All this nonsense being said, if you were a fan of the first, you’ll no doubt find plenty to love about the second. Lots of adventure on the high seas, plenty of action sequences, and some great special effects, most notably the effects work done on Davey Jones and his crew. Each damned member has taken on the properties of various sealife (one’s becoming a hammerhead shark, another a barnacle, and Davey Jones himself is an octopus). Great effects work by ILM. Overall, the flick’s a bit darker in tone than the first, and there’s more emphasis on larger action setpieces as well.
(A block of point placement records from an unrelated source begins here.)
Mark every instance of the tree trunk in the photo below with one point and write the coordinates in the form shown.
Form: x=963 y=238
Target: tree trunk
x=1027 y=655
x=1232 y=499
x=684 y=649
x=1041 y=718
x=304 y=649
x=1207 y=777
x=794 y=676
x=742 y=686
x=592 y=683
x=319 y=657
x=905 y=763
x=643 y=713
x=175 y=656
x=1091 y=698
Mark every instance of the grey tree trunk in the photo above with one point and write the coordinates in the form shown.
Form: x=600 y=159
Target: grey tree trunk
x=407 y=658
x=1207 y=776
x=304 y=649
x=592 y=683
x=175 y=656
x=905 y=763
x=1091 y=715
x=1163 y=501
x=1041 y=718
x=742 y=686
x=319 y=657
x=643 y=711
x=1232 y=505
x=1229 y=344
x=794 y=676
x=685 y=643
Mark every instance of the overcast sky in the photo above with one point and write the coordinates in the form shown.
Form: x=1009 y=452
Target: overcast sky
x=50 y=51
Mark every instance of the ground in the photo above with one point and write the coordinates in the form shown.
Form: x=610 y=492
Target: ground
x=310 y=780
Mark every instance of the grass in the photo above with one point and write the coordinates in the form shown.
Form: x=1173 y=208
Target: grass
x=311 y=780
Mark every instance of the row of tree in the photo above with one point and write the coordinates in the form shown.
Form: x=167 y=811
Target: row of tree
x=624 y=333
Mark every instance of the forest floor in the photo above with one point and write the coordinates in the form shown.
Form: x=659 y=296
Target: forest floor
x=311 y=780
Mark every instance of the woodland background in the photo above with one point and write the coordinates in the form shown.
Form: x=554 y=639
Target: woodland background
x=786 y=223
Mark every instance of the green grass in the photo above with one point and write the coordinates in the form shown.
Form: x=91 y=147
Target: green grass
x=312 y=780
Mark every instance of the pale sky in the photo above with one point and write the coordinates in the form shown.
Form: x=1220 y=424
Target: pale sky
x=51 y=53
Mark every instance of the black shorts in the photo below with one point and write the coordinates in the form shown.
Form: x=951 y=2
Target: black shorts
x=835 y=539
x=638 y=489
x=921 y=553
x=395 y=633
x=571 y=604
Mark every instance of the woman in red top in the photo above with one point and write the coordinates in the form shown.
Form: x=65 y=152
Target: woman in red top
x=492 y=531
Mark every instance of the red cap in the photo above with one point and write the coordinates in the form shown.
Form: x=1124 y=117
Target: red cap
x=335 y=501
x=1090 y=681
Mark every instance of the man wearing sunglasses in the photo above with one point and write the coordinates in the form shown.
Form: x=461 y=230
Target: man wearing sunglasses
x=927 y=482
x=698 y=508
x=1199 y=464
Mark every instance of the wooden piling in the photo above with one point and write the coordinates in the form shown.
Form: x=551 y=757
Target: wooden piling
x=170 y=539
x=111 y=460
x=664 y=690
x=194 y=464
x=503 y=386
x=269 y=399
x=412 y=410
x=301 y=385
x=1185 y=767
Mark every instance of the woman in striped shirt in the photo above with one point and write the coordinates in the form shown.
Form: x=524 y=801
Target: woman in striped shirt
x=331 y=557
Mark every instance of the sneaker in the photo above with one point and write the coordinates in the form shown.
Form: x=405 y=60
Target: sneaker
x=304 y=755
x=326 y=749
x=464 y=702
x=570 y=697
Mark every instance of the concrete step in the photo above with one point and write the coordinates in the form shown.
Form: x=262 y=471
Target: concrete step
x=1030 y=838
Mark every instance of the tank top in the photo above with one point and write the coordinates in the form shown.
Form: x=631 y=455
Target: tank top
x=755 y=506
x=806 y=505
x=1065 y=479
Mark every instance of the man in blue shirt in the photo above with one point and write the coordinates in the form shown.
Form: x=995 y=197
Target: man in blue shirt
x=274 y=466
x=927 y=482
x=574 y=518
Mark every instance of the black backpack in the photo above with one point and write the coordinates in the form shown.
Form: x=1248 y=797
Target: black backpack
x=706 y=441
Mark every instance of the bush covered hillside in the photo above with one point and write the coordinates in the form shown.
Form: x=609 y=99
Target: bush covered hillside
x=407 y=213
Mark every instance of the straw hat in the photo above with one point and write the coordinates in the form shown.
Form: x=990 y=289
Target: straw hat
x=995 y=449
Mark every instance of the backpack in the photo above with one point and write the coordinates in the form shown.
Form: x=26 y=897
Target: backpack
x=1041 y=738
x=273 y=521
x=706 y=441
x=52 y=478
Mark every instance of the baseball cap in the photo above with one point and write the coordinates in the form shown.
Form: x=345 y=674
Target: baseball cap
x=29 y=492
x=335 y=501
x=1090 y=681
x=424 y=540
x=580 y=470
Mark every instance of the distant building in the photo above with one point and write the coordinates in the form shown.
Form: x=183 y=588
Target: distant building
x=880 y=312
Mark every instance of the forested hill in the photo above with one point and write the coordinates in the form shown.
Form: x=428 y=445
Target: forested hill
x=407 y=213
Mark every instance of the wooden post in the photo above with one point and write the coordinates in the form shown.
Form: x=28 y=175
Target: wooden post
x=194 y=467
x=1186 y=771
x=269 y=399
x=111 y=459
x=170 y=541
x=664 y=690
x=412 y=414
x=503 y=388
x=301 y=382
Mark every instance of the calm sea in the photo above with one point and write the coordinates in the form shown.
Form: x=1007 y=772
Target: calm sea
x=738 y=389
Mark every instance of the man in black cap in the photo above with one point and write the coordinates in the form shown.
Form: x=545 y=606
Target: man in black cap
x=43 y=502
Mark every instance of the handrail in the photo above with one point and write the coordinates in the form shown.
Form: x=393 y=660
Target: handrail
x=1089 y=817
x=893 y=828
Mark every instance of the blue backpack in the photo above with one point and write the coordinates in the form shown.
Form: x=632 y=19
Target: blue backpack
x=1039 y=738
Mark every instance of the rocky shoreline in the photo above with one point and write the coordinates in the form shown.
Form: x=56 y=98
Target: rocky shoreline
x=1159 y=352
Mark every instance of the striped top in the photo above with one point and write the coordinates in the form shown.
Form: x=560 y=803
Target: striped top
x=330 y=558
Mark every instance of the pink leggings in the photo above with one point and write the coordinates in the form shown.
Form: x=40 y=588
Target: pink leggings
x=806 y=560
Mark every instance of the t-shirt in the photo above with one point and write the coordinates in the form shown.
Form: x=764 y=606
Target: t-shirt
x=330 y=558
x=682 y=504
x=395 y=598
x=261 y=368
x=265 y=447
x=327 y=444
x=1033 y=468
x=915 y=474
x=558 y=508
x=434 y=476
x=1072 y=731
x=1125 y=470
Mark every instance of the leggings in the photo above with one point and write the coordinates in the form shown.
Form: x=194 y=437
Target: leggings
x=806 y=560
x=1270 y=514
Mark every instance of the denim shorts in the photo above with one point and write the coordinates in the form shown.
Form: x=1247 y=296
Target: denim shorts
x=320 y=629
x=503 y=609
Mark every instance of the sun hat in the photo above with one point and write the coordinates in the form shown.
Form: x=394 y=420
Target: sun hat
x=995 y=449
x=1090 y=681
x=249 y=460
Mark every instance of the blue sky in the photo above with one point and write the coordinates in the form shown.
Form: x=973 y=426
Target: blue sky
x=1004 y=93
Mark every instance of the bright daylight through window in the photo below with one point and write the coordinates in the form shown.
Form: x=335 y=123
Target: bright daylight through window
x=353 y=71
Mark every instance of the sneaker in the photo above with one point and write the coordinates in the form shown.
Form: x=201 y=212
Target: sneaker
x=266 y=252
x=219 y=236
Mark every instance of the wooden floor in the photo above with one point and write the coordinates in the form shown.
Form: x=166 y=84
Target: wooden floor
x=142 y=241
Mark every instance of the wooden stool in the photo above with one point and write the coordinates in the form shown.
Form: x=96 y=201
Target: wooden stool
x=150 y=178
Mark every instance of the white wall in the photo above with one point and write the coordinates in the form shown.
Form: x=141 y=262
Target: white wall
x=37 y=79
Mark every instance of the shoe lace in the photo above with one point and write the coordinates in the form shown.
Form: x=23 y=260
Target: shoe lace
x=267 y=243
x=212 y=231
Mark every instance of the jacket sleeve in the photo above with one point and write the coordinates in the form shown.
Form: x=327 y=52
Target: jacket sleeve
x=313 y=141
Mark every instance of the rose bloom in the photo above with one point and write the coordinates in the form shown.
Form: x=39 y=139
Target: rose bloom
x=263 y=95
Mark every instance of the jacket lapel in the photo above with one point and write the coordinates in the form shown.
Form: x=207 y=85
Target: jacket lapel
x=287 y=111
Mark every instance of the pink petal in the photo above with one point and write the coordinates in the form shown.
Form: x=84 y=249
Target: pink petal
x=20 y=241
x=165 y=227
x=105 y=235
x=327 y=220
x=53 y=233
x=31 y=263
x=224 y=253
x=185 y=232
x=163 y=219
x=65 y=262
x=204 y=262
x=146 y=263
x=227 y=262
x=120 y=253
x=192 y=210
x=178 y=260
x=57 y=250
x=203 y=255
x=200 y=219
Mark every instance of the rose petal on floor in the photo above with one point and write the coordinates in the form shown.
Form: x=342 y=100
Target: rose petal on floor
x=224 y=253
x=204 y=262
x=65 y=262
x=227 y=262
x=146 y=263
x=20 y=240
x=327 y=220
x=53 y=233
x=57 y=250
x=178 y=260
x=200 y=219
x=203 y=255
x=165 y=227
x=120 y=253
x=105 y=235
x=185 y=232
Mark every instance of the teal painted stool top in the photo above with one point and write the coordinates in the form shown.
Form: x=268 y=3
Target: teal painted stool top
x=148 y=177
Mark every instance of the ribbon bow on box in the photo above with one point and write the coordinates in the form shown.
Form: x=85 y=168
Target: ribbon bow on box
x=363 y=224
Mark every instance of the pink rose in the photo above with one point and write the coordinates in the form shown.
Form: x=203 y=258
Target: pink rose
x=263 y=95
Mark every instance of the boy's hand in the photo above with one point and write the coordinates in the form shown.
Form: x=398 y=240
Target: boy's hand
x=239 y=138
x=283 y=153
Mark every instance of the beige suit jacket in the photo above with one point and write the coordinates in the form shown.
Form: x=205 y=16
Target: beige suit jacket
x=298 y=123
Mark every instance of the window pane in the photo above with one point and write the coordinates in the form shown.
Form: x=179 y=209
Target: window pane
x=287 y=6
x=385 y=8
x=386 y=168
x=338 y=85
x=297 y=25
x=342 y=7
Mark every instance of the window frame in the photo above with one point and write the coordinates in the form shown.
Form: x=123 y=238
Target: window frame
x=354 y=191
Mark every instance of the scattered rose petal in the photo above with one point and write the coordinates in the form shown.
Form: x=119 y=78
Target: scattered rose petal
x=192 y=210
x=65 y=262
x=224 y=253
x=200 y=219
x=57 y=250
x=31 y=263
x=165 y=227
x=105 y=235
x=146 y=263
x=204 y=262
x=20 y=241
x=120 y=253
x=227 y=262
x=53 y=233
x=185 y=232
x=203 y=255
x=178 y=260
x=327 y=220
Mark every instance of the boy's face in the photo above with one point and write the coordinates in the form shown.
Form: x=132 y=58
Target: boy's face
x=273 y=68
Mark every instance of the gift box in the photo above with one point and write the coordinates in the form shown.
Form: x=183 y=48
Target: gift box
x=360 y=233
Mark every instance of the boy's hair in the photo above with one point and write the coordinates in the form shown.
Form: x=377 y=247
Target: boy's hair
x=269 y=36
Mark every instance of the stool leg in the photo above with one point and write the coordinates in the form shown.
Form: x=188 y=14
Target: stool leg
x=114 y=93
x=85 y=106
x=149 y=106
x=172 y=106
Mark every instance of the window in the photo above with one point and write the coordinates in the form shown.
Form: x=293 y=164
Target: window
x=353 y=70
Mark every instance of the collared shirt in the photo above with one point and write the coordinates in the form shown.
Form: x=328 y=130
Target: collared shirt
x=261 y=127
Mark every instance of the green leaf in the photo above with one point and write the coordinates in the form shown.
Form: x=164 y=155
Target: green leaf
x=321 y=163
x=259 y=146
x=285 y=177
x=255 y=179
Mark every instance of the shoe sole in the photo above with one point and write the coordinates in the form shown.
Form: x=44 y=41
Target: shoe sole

They all work pretty well, but the story seems to get in the way of the action at times. Not necessarily a great thing for a movie, but it skirts enough of an edge on the good side to keep you entertained.

I think, upon further reflection, that the problem with the movie is that the whole isn’t greater than the sum of its parts. You could watch individual scenes, out of order, from Dead Man’s Chest and fully believe each is fantastic and faithful to the original. Gore Verbinski’s direction is fantastic, the cinematography is fantastic, the stunts are fantastic, etc, etc. I can’t think of a single scene on its’ own that didn’t work–but when these pieces are all mashed together, it doesn’t fit quite right into the puzzle that is the entire film.

So what can you glean from this meandering, run-on sentence of a review? Plunk down your nine bucks to see the flick. Not quite as good as the original, but it has enough of the same yo-ho-ho pirate spirit of the first to come back for. Hopefully the same will be said for the 3rd flick, At World’s End, coming next summer.